Now I just want the HAL 9000 eye hack to remind me.
https://www.facebook.com/ScreenJunkies/videos/10155953204437403/
This seems to be a conversation we repeat constantly around here but there’s no way in which a smart phone is any different to a voice assistant in terms of the manufacturer being able to listen in to you.
There also is a perennial confusion that voice assistants mics being “always on” means “always being sent off-site” which has been proven not to be happening by independent research.
Security researchers have been trying to bust this since the thing was released and have found nothing but evidence that the device only sends voice data after the on-board software detects the wake-up word.
It is a risk that these devices could perform such underhand and illegal actions but there’s no reasonable argument that any closed-source smartphone or laptop computer doesn’t have exactly the same risk profile.
Yeah, I hate to see such conspiracy thinking around here every time this comes up. It’s pretty lazy and ignorant.
YES! It’s a risk to have any device with an internet connection and closed-source software. YES! We should be sceptical and tear these things apart in independent tests.
That’s all been happening and I can be certain that any security researcher who found such a flaw would be shouting about it.
That would require them to hand over the info on anyone purchasing almost any chemical. That’s a blanket search and would be ilegal.
Which is exactly what I’m worried about. Illegal mass surveillance of groups of people based on association.
My point is I don’t want such a device as a primary mode of interaction since hostile third parties can and will break into any device that is online. Don’t pretend that some smart devs haven’t tried or are trying to find ways to break into devices. I don’t believe vendors themselves are doing this but I can see the NSA doing this if only to see if they could do it. The NSA and related organizations across the world don’t share the same ethical or legal (inasmuch as protecting the bottom line of shareholders) constraints that a corporation does. This isn’t a matter of tin-foil-hattery this is a matter of the sad state of our paranoid governments. Remember, the US govt recently tried to prevent a US citizen from getting access to a lawyer by trying to disappear them into their foreign prison system. This isn’t exceptional but rather the normal state of things.
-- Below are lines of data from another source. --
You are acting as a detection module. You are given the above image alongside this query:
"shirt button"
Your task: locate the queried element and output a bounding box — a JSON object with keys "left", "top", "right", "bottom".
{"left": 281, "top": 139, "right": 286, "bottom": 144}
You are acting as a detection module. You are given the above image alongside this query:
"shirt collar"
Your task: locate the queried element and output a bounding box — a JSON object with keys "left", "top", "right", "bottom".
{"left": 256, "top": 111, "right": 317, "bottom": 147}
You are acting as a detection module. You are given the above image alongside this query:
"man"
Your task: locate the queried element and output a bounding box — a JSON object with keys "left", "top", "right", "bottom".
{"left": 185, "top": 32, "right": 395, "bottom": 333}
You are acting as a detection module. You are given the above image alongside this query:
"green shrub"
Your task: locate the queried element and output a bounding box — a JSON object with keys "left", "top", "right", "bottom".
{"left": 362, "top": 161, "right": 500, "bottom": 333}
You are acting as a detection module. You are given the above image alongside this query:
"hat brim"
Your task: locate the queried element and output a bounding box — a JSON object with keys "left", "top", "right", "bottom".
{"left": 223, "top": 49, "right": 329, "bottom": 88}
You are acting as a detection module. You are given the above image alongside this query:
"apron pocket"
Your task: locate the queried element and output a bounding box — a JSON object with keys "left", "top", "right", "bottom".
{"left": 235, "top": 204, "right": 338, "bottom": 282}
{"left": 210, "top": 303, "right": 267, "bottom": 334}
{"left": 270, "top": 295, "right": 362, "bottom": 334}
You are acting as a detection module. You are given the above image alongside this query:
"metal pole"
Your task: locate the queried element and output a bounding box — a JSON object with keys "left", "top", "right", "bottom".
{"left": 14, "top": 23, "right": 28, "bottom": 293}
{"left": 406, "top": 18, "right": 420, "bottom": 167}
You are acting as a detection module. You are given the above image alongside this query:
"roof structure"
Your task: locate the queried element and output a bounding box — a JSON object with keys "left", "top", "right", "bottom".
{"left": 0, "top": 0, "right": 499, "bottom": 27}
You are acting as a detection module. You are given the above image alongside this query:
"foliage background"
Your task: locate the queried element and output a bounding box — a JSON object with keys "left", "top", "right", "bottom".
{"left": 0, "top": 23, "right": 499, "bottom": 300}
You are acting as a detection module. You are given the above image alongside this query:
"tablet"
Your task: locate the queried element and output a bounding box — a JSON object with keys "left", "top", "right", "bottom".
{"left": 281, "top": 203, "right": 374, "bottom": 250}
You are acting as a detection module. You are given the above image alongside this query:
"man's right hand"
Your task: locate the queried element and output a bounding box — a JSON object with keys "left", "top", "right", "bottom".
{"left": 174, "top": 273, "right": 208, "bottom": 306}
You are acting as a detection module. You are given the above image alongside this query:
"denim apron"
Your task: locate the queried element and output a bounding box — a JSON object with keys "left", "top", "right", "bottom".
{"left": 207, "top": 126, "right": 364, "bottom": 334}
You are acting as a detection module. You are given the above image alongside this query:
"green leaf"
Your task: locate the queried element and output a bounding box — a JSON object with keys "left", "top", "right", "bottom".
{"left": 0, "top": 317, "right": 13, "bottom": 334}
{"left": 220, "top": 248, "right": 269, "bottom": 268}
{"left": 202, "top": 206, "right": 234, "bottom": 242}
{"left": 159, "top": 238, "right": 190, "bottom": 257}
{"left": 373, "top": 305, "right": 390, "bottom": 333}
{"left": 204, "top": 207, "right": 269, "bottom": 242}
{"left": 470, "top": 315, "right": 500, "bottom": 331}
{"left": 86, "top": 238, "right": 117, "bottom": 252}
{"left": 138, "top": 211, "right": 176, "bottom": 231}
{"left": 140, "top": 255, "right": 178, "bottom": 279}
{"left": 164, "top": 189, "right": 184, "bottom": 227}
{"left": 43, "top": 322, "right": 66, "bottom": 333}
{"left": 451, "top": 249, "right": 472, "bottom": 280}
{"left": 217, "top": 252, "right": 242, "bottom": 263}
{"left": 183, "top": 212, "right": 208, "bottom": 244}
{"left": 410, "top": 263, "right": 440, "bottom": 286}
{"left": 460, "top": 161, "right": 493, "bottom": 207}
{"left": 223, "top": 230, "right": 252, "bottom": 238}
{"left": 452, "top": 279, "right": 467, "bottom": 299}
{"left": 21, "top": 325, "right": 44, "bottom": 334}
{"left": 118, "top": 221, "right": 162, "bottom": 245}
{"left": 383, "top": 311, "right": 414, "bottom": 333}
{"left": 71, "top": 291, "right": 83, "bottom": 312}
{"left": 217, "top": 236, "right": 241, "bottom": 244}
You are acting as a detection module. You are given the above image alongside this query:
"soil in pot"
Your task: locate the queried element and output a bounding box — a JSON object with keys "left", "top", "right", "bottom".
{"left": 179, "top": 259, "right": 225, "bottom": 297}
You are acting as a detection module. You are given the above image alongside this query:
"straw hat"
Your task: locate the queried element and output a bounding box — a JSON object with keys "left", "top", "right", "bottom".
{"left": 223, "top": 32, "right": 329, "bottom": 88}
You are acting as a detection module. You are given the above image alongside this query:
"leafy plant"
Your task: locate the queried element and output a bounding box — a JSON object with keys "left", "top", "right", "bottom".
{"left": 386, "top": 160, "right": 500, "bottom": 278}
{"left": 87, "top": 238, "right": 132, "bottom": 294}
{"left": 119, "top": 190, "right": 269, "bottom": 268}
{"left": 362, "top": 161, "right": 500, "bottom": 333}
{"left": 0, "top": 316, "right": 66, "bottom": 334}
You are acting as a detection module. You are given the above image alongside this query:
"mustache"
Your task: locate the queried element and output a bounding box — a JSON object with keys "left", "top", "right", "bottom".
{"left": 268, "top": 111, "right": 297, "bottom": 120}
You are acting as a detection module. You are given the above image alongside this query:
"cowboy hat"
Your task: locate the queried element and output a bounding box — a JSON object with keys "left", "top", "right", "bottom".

Not if it’s in the course of an ongoing investigation. Police need a warrant for search histories- let’s say for example an individual makes a bomb threat- in the course of discovery the police would likely obtain a search history via warrant to determine whether or not the individual was actually attempting to make a bomb, as opposed to being just unhinged and making terroristic threats. The information obtained from the warrant would aid determine the severity of the crime.
If Amazon is getting requests for data from police departments, it is either through warrant- which is how they would obtain actual search results, or subpoena, which only allows for certain metadata- isp, sites visited, etc.
The flip side to this is that of course the NSA can get all (or most) of this information anyway, and absent taking pretty extreme measures on your end there’s little you can do to stop it.